Four Essentials for Effective Cloud Data Architecture Governance

- by Philip Russom, Expert in Data Management

As with many practical applications of data governance, its application to cloud data architecture also involves four broad areas, each guided by specific principles: 

Business Control for Accessing Cloud Data

This rich area of data governance involves multiple approaches to three practices: security (directories, roles, cybersecurity), privacy (respecting personally identifiable information (PII), your corporate privacy policy), and regulatory compliance for data usage (HIPAA, GDPR). On cloud, security for data is the highest concern, simply because some people still don’t believe clouds can be secured. (They can!) Satisfy privacy and regulatory requirements becomes difficult when sensitive data associate with one geography is stored in a cloud data center in a different geography. 

Controls for Data Condition and Data Content on Cloud

Data stewardship’s role is to identify quality problems with cloud data, plus assure the remediation of those problems. Curation depends on a curator who creates curation principles for a cloud data architecture. The principles determine which datasets or data elements are allowed into the cloud data architecture; without curation, a data architecture can become a dumping ground or “swamp.” The most problematic area within a cloud data architecture is the data lake; many lakes have failed, due to a lack of curation that led to an irreversible swamp. 

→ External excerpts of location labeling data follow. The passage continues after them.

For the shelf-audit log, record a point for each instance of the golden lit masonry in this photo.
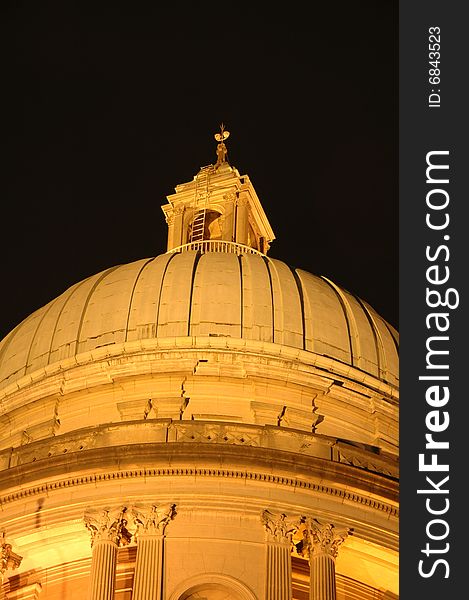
(206, 424)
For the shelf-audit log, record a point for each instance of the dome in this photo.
(203, 422)
(243, 295)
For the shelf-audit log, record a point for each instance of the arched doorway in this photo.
(211, 591)
(212, 586)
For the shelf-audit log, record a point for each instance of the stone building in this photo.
(207, 424)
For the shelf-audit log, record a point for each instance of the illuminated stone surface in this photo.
(239, 398)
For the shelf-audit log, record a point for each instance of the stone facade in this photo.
(208, 424)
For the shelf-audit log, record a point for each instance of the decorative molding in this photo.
(8, 558)
(108, 526)
(278, 527)
(154, 520)
(322, 538)
(199, 472)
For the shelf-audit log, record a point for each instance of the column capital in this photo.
(8, 558)
(108, 525)
(278, 527)
(154, 519)
(322, 538)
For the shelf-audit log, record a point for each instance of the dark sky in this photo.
(108, 108)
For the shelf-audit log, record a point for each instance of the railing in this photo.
(216, 246)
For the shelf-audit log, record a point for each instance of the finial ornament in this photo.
(221, 148)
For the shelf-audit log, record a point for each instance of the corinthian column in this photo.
(279, 531)
(8, 558)
(108, 532)
(151, 527)
(321, 545)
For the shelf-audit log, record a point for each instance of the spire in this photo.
(218, 211)
(222, 152)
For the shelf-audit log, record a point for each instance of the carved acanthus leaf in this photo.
(322, 538)
(108, 525)
(278, 527)
(153, 520)
(8, 558)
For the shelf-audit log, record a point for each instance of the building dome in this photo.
(208, 423)
(242, 295)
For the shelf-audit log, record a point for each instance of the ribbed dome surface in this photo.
(191, 294)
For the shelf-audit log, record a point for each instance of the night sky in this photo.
(109, 108)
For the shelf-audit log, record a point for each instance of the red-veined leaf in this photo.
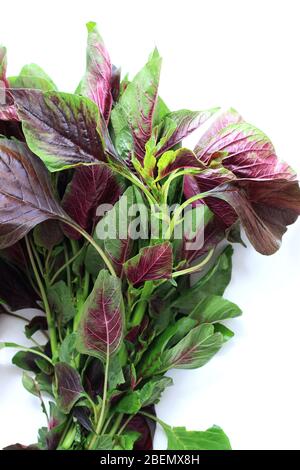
(89, 187)
(69, 387)
(26, 197)
(101, 327)
(152, 262)
(96, 83)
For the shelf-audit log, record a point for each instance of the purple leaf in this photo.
(64, 130)
(69, 387)
(229, 117)
(101, 327)
(15, 290)
(179, 124)
(265, 208)
(171, 161)
(90, 187)
(26, 197)
(152, 262)
(96, 83)
(206, 181)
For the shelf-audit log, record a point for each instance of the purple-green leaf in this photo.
(265, 209)
(89, 187)
(152, 262)
(26, 197)
(96, 83)
(7, 108)
(132, 117)
(100, 331)
(179, 124)
(69, 387)
(64, 130)
(172, 160)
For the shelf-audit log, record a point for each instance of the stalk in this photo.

Enterprise Data Standards for Cloud Data Architecture

Standards range widely, including data quality metrics, required design patterns for data models, preferred interfaces, coding standards, naming conventions, and metadata and catalog rules. In recent years, as data architects have risen in prominence, they have taken enterprise data standards under their wings, under the assumption that a good architecture demands consistent standards. As more enterprises migrate their data and analytics architectures to cloud, they find they must reengineer existing solutions to so achieve the speed, scale, and low administration that is possible on cloud. In turn, this causes them to revisit their data standards. For example, data (modeled oddly on premises, to gain speed) can be modeled more simply on cloud and still achieve performant query responses. Likewise, practices that lacked standards in the past (metadata, design patterns for ETL and pipelines) are the being governed more closely. As data scientist move deeper into analytics programming on cloud, there is a need for standards there. 

Financial Governance

This is a special case within Cloud Governance. Managing and analyzing data on cloud is very similar to what enterprises have been doing on premises. However, Financial Governance is an area where costs are measured and billed differently. For example, even when you migrate a known data workload to cloud, it will consume resources very differently on cloud. And most licenses on cloud are consumption-based, instead of the peak-oriented licenses on premises. Hence, when an organization migrates a solution to cloud (or builds a new one there), they must monitor the system daily to gain an understanding of the price tags that result from their workloads. Many DBAs are being assigned this task, so they must adjust their job and learn new skills for financial governance for data and analytics on cloud.